“Beethoven Piano Sonatas: Volume 2"
Ludwig van Beethoven: Piano Sonata in C-Sharp minor, “Moonlight”, opus 27, n° 2 – Piano Sonata in D minor, “Tempest”, opus 31, n° 2 – Piano Sonata in F minor, “Appassionata”, opus 57
Nikolai Lugansky (piano)
Recording: July 2021, Teatro Ristori, Verona, Italy (July 2021) – 68’03
harmonia mundi HMM 902442 (Distributed by PIAS) – Booklet in French, English and German
Nikolai Lugansky’s recent recording of three of the Beethoven Piano Sonatas with nicknames—“Moonlight”, “Appassionata” and “Tempest”—is a showcase for this extraordinary pianist’s range of technical skill and emotional breadth. Although there are times when the piano sounds too metallic, and intensity devolves into pounding, Lugansky displays a breathtaking command of some of the richest material in the piano repertoire. This display increases as the album progresses, with—at its best—amazing performances of the conclusion of the “Appassionata” and the entire (underrated) “Tempest” Sonata. Born in Moscow, Lugansky has won top awards in major international piano competitions including the Tchaikovsky competition. In this album, he scales a peak seldom, if ever, surpassed for an ineffable blend of ecstasy and sheer ferocity.

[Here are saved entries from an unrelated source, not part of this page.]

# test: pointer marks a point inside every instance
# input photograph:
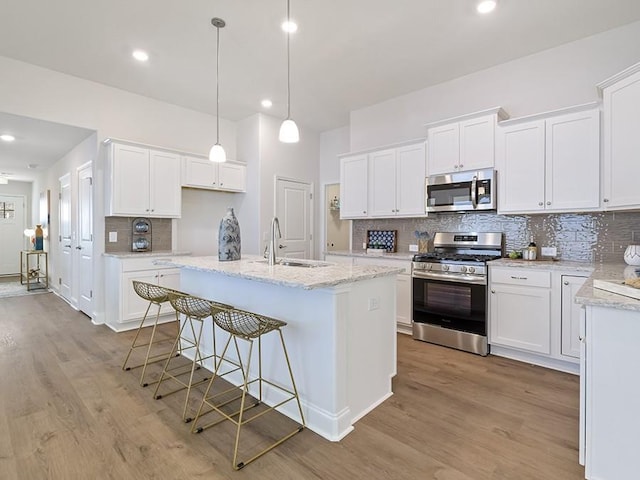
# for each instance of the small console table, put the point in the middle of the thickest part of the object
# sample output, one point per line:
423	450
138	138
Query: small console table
34	269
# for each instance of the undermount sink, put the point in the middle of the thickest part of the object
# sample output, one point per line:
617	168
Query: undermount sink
296	263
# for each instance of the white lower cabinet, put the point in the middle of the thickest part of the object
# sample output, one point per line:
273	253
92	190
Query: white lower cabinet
533	316
403	284
124	308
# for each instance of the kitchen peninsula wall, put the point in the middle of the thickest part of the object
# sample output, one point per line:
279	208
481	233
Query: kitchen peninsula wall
160	234
591	237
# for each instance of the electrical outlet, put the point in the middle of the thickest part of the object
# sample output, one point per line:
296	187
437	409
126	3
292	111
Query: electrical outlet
374	303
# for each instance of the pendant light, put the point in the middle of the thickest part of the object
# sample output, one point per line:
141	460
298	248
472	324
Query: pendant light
217	154
289	130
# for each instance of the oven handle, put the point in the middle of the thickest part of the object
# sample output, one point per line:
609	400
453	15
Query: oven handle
447	277
474	192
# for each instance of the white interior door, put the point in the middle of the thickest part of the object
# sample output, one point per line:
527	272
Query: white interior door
65	276
12	225
84	248
293	209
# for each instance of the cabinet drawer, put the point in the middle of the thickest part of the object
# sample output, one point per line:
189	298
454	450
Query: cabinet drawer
521	276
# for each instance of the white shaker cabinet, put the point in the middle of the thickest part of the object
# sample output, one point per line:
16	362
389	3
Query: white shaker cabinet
123	307
463	144
397	182
142	182
354	186
621	159
201	173
520	309
550	164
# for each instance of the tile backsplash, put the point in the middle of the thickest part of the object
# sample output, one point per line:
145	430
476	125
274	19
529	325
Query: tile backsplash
160	234
590	237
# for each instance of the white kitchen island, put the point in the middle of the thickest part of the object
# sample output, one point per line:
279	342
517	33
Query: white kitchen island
341	332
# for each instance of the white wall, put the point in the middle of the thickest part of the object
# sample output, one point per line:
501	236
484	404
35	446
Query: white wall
556	78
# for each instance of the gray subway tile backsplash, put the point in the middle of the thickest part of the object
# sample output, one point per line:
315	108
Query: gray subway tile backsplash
590	237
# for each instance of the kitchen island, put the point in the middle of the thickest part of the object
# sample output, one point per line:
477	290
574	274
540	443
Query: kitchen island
610	377
341	333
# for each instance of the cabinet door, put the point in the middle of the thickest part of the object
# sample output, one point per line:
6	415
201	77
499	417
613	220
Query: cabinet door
572	316
520	317
520	163
410	180
382	187
166	196
622	144
444	149
573	162
199	172
477	143
232	176
353	186
129	180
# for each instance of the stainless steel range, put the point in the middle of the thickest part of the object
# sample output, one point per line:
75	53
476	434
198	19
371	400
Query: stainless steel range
450	290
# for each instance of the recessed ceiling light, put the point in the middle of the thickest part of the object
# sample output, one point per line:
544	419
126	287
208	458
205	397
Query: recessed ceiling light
140	55
289	26
486	6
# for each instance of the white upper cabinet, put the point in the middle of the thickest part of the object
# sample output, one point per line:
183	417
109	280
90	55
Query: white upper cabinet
621	161
354	186
549	164
199	172
463	144
384	183
142	182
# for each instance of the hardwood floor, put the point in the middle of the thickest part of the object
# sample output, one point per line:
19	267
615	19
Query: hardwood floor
68	411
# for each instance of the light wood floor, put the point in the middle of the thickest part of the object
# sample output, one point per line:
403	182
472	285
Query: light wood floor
67	411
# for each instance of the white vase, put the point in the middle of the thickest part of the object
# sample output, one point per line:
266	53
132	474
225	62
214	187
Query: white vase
632	255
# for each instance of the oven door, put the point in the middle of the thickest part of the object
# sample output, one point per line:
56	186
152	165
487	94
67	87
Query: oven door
461	192
450	304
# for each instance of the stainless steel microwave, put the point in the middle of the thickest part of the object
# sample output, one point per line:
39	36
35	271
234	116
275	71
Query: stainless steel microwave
462	191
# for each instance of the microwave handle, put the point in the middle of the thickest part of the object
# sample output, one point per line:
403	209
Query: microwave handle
474	192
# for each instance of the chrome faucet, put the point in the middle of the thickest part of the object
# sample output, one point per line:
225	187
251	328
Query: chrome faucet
270	251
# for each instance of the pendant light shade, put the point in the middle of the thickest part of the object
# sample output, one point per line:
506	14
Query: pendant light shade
289	130
217	154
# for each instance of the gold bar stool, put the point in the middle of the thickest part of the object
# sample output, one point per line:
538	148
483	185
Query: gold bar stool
195	310
155	295
247	326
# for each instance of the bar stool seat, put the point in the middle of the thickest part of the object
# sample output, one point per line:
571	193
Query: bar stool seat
189	340
158	296
247	326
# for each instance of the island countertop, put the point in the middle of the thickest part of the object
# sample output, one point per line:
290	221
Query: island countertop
254	267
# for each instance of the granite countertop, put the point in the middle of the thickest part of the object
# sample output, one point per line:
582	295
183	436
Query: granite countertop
544	264
254	267
588	295
158	253
362	253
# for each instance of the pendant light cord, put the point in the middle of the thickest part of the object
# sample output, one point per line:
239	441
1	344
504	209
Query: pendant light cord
217	85
288	61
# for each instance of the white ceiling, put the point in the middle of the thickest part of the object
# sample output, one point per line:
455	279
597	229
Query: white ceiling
346	54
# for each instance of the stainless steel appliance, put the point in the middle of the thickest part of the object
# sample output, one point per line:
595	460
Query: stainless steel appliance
462	191
450	290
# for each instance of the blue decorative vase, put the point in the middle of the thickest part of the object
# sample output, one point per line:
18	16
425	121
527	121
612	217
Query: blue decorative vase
229	237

The album begins tamely enough with the second of the quasi una fantasia Sonatas, opus 27, n° 2, in C-Sharp minor, called “Moonlight” by admirers who perhaps hear in the opening movement the shimmer of moonlight on water (Beethoven did not give these sonatas their popular names). This work, with its rolling, almost hypnotic triplets, has been performed so often that one is amazed to still be swayed by its beauty and variety. Yet swayed we are, with Lugansky’s strong interpretation of the first movement, the playful second, and a third full of precise articulations of stormy impetuosity. Whatever one’s preferences may be for an approach to this Sonata (and I confess I prefer an opening with a dreamier, more romantic perspective), this is a strong, valid presentation of material that, while familiar, is ever new.
Even bolder than the finale of the ”Moonlight” is the opening movement of the ”Appassionata”, opus 57. An inescapable sense of agitation, fluctuating between dramatic attacks on the keyboard and fluttering notes in the upper register, dominates Lugansky’s performance of this aptly named sonata. At times, the brilliance approaches shrillness, but Lugansky delivers Beethoven’s unrelenting energy into the third and final movement with purpose and power. I jotted down only two words during the final movement of opus 57: “Simply phenomenal.”

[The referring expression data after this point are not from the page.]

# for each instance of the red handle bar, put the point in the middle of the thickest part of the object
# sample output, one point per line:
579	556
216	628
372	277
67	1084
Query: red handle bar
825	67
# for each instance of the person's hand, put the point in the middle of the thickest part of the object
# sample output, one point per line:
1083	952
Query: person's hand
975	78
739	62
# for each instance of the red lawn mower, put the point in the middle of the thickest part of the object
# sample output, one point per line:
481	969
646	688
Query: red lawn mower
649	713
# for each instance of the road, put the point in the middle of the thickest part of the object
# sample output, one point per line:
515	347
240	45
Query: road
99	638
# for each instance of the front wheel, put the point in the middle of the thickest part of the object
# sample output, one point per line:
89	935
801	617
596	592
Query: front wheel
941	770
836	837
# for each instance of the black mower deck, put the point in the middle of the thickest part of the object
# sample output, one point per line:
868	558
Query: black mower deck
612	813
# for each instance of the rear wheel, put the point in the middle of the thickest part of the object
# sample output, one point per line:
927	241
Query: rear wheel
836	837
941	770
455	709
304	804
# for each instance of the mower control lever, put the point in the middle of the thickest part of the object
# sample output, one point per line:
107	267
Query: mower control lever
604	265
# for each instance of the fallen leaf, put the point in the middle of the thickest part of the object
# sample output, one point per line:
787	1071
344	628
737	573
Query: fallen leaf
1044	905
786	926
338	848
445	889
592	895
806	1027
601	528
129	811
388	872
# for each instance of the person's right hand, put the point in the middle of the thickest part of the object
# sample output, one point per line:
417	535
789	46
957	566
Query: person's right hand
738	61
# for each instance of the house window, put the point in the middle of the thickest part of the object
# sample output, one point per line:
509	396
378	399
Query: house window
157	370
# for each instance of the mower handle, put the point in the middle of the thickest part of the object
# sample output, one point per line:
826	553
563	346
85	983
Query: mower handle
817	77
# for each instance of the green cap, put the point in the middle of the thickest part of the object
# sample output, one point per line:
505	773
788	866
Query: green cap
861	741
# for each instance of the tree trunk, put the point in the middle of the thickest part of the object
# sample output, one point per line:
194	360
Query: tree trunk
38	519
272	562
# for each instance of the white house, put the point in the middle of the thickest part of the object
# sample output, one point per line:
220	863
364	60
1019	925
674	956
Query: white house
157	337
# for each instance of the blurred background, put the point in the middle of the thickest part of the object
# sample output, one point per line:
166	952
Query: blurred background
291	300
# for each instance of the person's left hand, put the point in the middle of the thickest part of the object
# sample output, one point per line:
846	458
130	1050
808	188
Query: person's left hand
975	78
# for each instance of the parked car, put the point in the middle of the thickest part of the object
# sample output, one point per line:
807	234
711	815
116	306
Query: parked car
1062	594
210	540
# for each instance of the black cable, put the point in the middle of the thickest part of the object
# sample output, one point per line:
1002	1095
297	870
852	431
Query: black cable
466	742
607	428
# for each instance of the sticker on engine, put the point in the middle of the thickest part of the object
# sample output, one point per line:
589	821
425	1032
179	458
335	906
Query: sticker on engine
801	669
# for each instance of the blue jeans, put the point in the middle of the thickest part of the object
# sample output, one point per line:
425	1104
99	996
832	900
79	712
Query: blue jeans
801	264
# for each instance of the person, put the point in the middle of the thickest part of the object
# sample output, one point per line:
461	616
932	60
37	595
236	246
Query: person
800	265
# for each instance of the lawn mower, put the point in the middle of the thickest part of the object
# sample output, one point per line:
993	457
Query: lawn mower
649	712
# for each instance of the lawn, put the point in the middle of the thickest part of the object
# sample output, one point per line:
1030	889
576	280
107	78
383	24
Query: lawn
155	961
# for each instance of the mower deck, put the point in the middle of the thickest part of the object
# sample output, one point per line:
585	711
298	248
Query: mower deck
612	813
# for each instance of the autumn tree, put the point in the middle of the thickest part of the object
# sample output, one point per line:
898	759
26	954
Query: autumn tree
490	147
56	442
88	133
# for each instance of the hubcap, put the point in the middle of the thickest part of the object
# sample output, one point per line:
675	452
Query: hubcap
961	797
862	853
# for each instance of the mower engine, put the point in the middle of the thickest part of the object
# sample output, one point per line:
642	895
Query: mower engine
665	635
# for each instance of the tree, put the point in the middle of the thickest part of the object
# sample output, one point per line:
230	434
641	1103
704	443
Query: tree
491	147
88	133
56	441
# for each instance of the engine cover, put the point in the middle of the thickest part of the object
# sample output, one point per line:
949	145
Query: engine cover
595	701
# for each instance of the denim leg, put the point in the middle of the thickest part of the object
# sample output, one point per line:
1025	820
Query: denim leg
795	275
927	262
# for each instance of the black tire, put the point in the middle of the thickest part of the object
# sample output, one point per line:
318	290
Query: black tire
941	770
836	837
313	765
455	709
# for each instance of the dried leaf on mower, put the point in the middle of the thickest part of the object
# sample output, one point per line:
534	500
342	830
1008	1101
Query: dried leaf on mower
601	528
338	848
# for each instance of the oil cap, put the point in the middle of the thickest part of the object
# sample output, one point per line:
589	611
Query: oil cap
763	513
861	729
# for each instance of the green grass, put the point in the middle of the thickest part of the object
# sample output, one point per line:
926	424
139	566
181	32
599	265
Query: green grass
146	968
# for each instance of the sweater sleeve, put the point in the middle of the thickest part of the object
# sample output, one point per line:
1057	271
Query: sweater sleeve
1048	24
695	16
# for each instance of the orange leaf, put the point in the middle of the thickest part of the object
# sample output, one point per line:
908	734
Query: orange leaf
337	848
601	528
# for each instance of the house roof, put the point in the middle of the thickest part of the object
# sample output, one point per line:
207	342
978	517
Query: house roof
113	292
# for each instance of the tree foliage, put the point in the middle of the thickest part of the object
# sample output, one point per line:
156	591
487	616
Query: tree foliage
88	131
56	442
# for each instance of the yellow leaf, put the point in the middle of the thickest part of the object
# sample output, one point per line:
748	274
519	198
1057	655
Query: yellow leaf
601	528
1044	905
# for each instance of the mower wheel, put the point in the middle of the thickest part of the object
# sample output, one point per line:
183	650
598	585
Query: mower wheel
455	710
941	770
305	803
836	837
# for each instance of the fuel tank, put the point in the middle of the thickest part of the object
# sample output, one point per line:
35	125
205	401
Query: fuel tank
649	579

After a few seconds of recovery between works, an elegant halo of tones produced by pedal and delicately brushed keys leads into the sanctum sanctorum of the ”Tempest” Sonata, opus 31, n° 2. This has long been one of my favorite piano sonatas, a resilient work filled with remarkable effects able to endure and embrace various levels of interpretation, from the straight-forward and literal to the unabashedly eccentric. Although Beethoven didn’t specifically name this work, he supposedly said, “Just read Shakespeare’s The Tempest,” when asked about the Sonata’s meaning. But does a sublime work of music, knowable on its own terms without a program, have meaning other than the gossamer web of beauty it crochets from invisible tones?

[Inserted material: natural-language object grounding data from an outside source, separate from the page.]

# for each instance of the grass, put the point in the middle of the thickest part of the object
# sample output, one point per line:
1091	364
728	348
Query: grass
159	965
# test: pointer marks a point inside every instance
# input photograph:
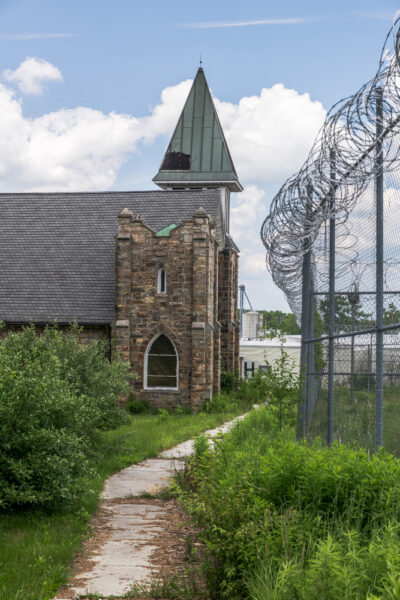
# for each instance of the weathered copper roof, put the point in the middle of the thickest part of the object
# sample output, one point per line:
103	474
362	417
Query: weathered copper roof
198	154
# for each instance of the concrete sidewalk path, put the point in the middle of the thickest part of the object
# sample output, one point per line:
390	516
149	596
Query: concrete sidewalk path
119	553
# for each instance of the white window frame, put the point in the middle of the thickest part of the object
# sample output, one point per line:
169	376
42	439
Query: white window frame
146	361
159	281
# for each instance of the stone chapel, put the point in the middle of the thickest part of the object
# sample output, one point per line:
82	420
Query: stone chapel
154	273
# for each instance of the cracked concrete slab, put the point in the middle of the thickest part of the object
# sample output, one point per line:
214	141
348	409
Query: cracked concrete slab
125	540
148	476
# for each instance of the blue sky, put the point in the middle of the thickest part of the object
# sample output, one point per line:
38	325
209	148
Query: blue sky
94	58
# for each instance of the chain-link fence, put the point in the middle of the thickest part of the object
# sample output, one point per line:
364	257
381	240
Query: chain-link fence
333	241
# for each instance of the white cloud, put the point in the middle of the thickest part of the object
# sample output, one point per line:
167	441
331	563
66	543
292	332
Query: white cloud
248	23
31	75
34	36
271	134
75	149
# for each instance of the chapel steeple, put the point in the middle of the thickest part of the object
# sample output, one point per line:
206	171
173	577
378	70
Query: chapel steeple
198	155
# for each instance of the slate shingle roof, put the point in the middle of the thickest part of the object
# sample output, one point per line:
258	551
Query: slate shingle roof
57	251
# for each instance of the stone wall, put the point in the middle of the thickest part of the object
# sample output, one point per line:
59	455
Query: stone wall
227	309
186	312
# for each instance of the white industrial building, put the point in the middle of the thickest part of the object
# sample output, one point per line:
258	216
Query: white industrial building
258	353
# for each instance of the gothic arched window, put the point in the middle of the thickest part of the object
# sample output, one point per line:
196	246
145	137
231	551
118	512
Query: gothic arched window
161	363
161	281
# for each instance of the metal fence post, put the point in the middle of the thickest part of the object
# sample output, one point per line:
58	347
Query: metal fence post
305	331
310	355
379	272
331	327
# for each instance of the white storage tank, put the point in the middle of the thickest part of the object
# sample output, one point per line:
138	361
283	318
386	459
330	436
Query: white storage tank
251	324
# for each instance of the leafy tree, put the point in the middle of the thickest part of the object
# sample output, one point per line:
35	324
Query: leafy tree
344	314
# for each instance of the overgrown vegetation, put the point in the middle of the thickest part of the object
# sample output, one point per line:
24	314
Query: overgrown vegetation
282	520
55	394
52	391
276	320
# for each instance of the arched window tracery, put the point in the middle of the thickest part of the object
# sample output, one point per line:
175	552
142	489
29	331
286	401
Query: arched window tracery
161	281
161	364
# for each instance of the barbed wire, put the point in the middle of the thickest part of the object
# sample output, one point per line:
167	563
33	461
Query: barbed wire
342	162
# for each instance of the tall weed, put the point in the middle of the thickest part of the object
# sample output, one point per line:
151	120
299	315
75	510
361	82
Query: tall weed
285	520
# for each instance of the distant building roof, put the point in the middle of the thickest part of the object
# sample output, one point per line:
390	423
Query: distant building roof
198	153
57	251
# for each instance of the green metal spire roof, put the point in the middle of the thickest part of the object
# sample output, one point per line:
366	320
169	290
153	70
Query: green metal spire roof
198	154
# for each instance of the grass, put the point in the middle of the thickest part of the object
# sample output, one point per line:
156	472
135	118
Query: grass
37	549
283	520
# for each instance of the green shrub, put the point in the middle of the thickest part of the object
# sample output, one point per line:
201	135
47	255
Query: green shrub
285	520
54	396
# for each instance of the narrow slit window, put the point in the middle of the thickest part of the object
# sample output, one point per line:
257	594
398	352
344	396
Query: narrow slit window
162	364
162	281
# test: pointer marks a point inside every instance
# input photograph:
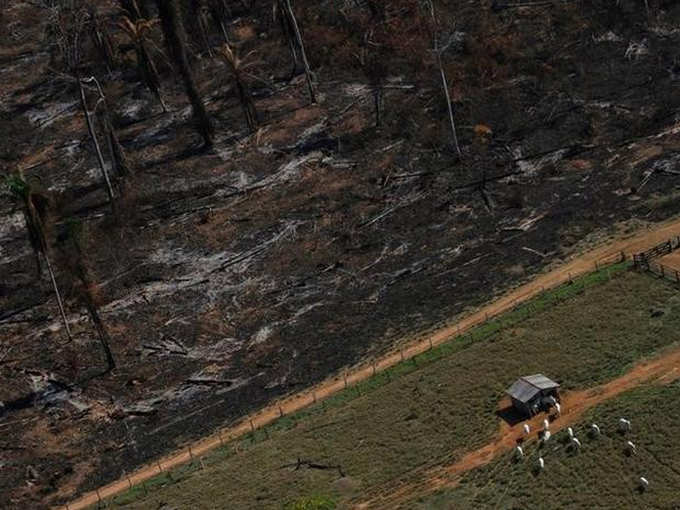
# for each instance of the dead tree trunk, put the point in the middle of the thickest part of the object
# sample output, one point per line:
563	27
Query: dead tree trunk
298	36
175	38
93	137
445	84
219	10
116	152
102	334
60	303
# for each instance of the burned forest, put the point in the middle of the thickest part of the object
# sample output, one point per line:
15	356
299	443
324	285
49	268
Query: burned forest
206	205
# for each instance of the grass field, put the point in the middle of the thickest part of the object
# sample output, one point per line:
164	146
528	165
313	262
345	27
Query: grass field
431	411
601	475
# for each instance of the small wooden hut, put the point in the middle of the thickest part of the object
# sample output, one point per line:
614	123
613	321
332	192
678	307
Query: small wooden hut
532	393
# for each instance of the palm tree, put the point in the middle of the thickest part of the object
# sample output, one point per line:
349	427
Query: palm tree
36	205
84	289
135	9
175	40
138	31
219	11
237	66
102	39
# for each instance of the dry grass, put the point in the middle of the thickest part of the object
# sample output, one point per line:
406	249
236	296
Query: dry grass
601	475
435	411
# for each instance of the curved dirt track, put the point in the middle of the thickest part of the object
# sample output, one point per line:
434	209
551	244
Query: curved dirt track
578	266
663	369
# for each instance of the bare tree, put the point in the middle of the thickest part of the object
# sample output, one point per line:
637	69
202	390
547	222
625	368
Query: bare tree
68	23
95	141
138	31
36	206
219	11
101	38
373	59
237	66
284	10
116	152
135	9
445	86
175	39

Lugansky’s reading of this work may be a little less mystical and romantic than would be my preference, but it is a performance of great character, technical dexterity, and depth. Even without the challenges of interpretation, one wonders how anyone could follow some of Beethoven’s musical notations, such as two measures near the ending of the first movement. Here, three sustained staccato half notes are accompanied by the Italian term for “heavy” and a crescendo that immediately reverts to a pianissimo. The composer’s relentless use of syncopations, delicate runs and the half-unexpected single line that could be played with one finger provides a daunting minefield for the performer. Yet, these form a welcome obstacle course that Lugansky navigates without a hitch with the strength and grace of a gold-medal athlete. Though it may not be the preferred style of every listener, ultimately this is what piano playing is all about.